Ms Seomangal visited Kashmir in September 2022. “It was incredibly eye-opening,” she said.

“Kashmir is a conflict zone. I didn’t appreciate what that meant until I was there.”

“It became clear to me why the economic challenges posed by COVID-19 were even more challenging in Kashmir.”

“I spent three days at the workshop, learning about the handloom, meeting the artisans and the weavers and the women who do the embroidery on the pashmina and shawls, and saw firsthand the difference we made. They were all so grateful for our support — which, while it was not a significant amount for us, made an incredible difference to them. It was both humbling and overwhelming to be there with them.”

Ms Seomangal shared advice for other lawyers and partners wishing to bring human interest issues to their firms.

“Being successful in this profession requires you to, amongst other things, be authentic — and in order to be authentic, you have to bring your whole self to work.    

“As individuals, I think, you should engage as much as possible in areas of your interest and passion, whether or not they are connected to your practice, or even the law at all,” she commented.

“In time, those interests may even bring leadership opportunities. What they will give you are some of the soft skills or life skills that will make you a more well-rounded lawyer.”

To incorporate them into work, a starting point is to talk about your interests and roles at work — with social media, people now know about other people’s lives outside of work than ever before, Ms Seomangal said.

“Talk to your partners/managers about opportunities/synergies you may see between those roles and your work,” she advised. “Even if there are none, if it is something that fulfils you, and does not adversely impact your work, I am certain that firms will be supportive.”

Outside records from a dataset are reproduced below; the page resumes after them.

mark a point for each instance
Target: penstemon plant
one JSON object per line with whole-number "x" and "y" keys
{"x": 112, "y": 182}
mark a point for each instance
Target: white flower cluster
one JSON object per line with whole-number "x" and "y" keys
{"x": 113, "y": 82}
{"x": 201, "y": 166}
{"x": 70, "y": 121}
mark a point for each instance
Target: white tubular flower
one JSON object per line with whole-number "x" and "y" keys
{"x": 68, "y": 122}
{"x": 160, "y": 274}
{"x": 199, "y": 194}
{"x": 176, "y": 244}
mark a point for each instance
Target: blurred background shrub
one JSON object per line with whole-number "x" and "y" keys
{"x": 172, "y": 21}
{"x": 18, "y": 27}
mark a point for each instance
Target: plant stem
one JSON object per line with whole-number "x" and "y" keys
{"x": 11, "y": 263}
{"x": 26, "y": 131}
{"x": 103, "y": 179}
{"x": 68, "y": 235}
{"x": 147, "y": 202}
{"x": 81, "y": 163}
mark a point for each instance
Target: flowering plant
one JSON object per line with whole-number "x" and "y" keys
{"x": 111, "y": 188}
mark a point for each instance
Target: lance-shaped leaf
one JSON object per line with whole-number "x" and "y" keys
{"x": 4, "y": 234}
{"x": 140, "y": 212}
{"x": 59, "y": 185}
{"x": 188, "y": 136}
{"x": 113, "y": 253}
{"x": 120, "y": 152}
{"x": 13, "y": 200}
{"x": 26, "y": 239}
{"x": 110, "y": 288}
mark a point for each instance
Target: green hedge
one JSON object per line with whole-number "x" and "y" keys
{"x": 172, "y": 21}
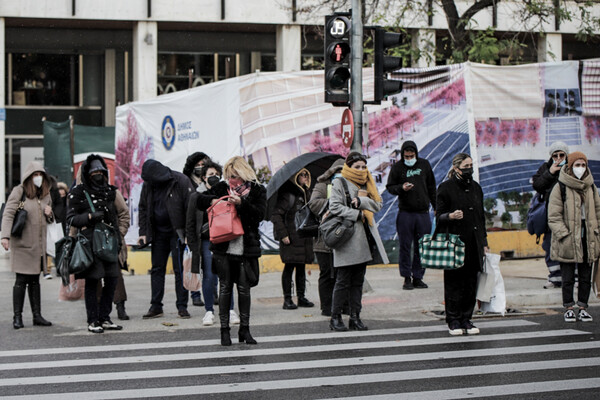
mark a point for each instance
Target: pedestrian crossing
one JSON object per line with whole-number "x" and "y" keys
{"x": 411, "y": 362}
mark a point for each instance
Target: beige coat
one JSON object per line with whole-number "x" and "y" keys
{"x": 564, "y": 219}
{"x": 27, "y": 251}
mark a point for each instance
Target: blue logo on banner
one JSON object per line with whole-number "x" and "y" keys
{"x": 168, "y": 132}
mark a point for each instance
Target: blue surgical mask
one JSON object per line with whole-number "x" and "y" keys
{"x": 410, "y": 163}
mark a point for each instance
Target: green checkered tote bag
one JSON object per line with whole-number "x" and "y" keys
{"x": 441, "y": 251}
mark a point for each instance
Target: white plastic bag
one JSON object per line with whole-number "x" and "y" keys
{"x": 191, "y": 281}
{"x": 497, "y": 303}
{"x": 54, "y": 233}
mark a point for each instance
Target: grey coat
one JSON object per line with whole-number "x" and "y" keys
{"x": 356, "y": 250}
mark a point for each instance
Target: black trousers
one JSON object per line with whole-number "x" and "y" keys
{"x": 348, "y": 285}
{"x": 230, "y": 270}
{"x": 460, "y": 287}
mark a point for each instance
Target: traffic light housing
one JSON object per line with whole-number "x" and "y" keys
{"x": 337, "y": 59}
{"x": 384, "y": 63}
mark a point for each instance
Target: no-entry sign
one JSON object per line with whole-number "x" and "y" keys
{"x": 347, "y": 128}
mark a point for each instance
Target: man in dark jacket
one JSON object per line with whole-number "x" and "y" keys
{"x": 162, "y": 211}
{"x": 412, "y": 180}
{"x": 543, "y": 183}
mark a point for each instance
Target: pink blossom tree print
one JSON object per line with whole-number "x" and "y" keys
{"x": 130, "y": 153}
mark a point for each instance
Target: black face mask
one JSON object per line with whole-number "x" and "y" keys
{"x": 213, "y": 180}
{"x": 466, "y": 173}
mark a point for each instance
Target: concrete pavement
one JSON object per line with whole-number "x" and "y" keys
{"x": 384, "y": 299}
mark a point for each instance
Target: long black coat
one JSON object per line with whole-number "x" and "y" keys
{"x": 251, "y": 212}
{"x": 300, "y": 250}
{"x": 455, "y": 194}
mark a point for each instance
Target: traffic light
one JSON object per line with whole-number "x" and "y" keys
{"x": 337, "y": 59}
{"x": 384, "y": 63}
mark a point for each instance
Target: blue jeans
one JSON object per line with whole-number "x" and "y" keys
{"x": 411, "y": 227}
{"x": 163, "y": 245}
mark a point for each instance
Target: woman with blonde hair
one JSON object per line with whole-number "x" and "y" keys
{"x": 28, "y": 250}
{"x": 234, "y": 259}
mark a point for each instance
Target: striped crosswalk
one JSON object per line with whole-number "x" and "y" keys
{"x": 412, "y": 362}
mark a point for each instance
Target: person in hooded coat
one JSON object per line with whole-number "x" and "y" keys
{"x": 574, "y": 218}
{"x": 162, "y": 213}
{"x": 81, "y": 215}
{"x": 28, "y": 252}
{"x": 412, "y": 180}
{"x": 295, "y": 251}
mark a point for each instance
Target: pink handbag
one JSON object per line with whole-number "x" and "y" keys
{"x": 223, "y": 222}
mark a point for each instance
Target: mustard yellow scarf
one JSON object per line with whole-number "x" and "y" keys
{"x": 363, "y": 178}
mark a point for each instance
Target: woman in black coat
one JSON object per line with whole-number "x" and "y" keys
{"x": 94, "y": 182}
{"x": 295, "y": 251}
{"x": 233, "y": 260}
{"x": 460, "y": 211}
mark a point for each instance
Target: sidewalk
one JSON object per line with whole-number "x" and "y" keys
{"x": 383, "y": 300}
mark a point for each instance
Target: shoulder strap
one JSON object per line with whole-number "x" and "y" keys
{"x": 87, "y": 196}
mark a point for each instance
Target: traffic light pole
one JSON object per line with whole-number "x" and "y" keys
{"x": 356, "y": 70}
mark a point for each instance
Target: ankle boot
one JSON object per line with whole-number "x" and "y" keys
{"x": 356, "y": 324}
{"x": 245, "y": 336}
{"x": 121, "y": 314}
{"x": 337, "y": 324}
{"x": 36, "y": 305}
{"x": 18, "y": 300}
{"x": 288, "y": 304}
{"x": 225, "y": 337}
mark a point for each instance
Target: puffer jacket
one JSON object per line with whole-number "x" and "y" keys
{"x": 565, "y": 219}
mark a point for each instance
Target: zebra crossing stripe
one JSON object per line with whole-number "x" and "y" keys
{"x": 293, "y": 365}
{"x": 268, "y": 339}
{"x": 287, "y": 350}
{"x": 339, "y": 380}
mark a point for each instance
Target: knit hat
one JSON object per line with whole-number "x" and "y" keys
{"x": 576, "y": 155}
{"x": 556, "y": 146}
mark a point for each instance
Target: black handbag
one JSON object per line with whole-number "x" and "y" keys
{"x": 105, "y": 243}
{"x": 81, "y": 257}
{"x": 20, "y": 219}
{"x": 336, "y": 230}
{"x": 307, "y": 223}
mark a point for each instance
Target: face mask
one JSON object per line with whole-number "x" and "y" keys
{"x": 37, "y": 180}
{"x": 579, "y": 171}
{"x": 235, "y": 182}
{"x": 466, "y": 173}
{"x": 213, "y": 180}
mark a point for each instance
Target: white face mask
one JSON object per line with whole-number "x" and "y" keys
{"x": 579, "y": 171}
{"x": 37, "y": 180}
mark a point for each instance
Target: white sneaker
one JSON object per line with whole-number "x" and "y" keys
{"x": 233, "y": 318}
{"x": 209, "y": 318}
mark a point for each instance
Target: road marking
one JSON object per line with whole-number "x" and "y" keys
{"x": 267, "y": 339}
{"x": 435, "y": 373}
{"x": 293, "y": 365}
{"x": 287, "y": 350}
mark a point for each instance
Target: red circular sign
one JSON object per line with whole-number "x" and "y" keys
{"x": 347, "y": 128}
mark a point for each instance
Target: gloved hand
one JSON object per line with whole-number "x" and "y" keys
{"x": 97, "y": 216}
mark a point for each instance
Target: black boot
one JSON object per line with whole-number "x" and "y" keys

Ms Seomangal has developed a profile in the Australia-India space over a number of years. She currently sits on the board of DFAT’s Australia-India Council, is the former national vice chair of the Australia India Business Council, and is co-founder of the Australia India Youth Dialogue.

“These activities, while they do not necessarily lend themselves to the advancement of my capital markets practice, they do have greater impact on matters of significance to the Australia-India trade and diplomatic relationship, an area of interest for me,” she said.